In terms of the beneficial microbes identified, A. muciniphila colonizes the mucosa layer of the intestine and modulates basal metabolism. A. muciniphila is prospective for alleviating intestinal inflammation and metabolic disorders associated with obesity, which has been proved by a variety of animal models and human studies, thus transplanting A. muciniphila has been considered for next-generation therapeutic strategy for metabolic syndrome [43,44]. The abundance of A. muciniphila was significantly reduced in obese individuals compared with healthy people [45]. Numerous studies have demonstrated that metformin could up-regulate the abundance of A. muciniphila in HFD-fed mice, maintain intestinal integrity as well as effectively ameliorate intestinal inflammation [46,47]. These functions further leads to a decrease in serum LPS and the amelioration of systemic inflammation and IR in obese individuals. Notably, the present data demonstrated that metformin does not significantly accelerate the proliferation of A. muciniphila in vitro, but TUDCA does (Fig. 7D). Consistent with these findings, TUDCA treatment significantly increased the abundance of A. muciniphila in ob/ob mice (Fig. 7E). Similarly, we found that TUDCA administration by gavage for one week increased the abundance of A. muciniphila in wild-type C57BL/6 mice (data not shown).

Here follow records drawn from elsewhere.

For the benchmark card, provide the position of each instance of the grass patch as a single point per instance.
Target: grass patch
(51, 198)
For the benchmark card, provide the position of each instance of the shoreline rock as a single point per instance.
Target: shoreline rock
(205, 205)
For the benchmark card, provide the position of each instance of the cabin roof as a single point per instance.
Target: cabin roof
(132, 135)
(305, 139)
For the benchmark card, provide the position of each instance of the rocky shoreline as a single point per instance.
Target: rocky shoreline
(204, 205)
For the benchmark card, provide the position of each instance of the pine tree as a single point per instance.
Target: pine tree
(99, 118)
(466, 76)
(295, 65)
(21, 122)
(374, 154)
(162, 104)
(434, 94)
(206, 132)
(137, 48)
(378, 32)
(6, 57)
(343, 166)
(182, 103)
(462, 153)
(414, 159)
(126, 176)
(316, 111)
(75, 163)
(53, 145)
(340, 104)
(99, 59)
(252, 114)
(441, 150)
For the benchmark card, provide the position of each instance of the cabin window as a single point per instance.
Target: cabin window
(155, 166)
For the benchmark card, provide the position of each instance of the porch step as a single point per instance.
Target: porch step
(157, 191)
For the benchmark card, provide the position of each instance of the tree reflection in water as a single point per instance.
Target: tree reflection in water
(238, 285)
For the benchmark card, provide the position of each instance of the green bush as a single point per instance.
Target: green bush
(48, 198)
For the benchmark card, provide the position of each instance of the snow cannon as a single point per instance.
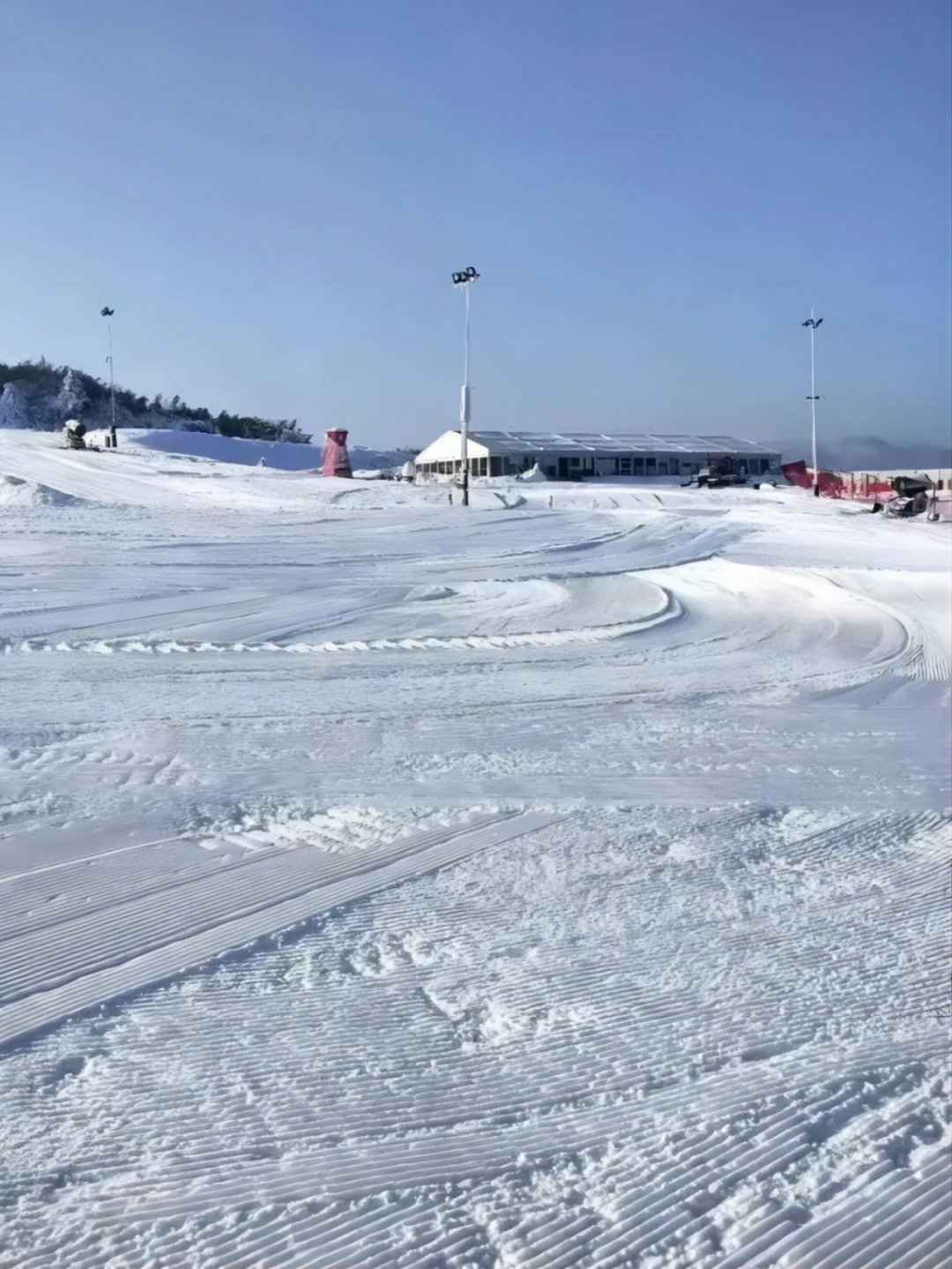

Therefore, we speculate that metformin increased the abundance of A. muciniphila in HFD-fed mice, probably due to upregulating TUDCA content via metformin administration. The potential mechanism of how TUDCA accelerates the proliferation of A. muciniphila will be explored in our future studies.

Overall, in our present study, metformin was demonstrated to significantly increase the accumulation of TUDCA possibly by remodeling gut microbiota, reducing the abundance of B. pseudocatenulatum and B. choerinum as well as the production and activity of BSH. TUDCA antagonized the interaction between KEAP1 and Nrf2, prevented Nrf2 degradation and promoted its nuclear translocation and transcription initiation of the antioxidant genes, thereby reducing oxidative stress and improving insulin signaling. Moreover, TUDCA promotes the proliferation of A. muciniphlia in vitro and in vivo, which maintains intestinal integrity and reduced inflammation in obese mice. We here revealed that metformin remodels the gut microbiota, reduces oxidative stress and enhances insulin sensitivity partly due to increasing the accumulation of TUDCA. The present study provided a novel mechanism by which TUDCA functions as an essential mediator for metformin's insulin sensitization, and the study also appeals that TUDCA is a potential lead compound in alleviating metabolic syndrome.

4. Materials and methods

4.1. Chemicals and diet

Metformin (purity ≥98%), choline (purity ≥98%), taurine (purity ≥99%) and palmitic acid (PA, purity ≥99%) were obtained from Sigma-Aldrich (St. Louis, MO, USA). Tauroursodeoxycholic acid (TUDCA, purity ≥99%) was purchased from Selleck (Houston, Texas, USA). Both the normal chow diet (NCD, containing 10% fat by energy) and high-fat diet (HFD, containing 60% fat by energy) were purchased from Beijing HFK Bio-Technology Co., Ltd. (Beijing, China). Antibodies against Akt (#4691), phospho-Akt (Ser473, #4060), IRS-1 (#2390), phospho-IRS-1 (Ser307, #2381), KEAP1 (#8047), GAPDH (#5174), lamin B1 (#13435) and β-tubulin (#2128) were obtained from Cell Signaling Technology (Beverly, MA, USA). Nrf2 (ab62352), phospho-Nrf2 (Ser40, ab76026), IgG (ab181236) and 4-HNE (ab46545) were purchased from Abcam (Cambridge, UK). Horseradish peroxidase (HRP)–conjugated secondary antibody was obtained from Santa Cruz Biotechnology (Santa Cruz, USA).

4.2. Animal experiments

All male mice (ICR mice, 7 weeks old, body weight 25 ± 2 g; C57BL/6J mice, 7 weeks old, body weight 20 ± 2 g; ob/ob mice, 7 weeks old, body weight 40 ± 2 g; Nrf2^−/− mice, 7 weeks old, body weight 20 ± 2 g) were housed in ventilated cages (three animals per cage) at the SPF facility of Wenzhou University under controlled environmental conditions (temperature 22 ± 2°C; relative humidity 60–70%) with free access to standard laboratory chow and tap water. The mice were maintained on a regular 12/12 h light/dark cycle.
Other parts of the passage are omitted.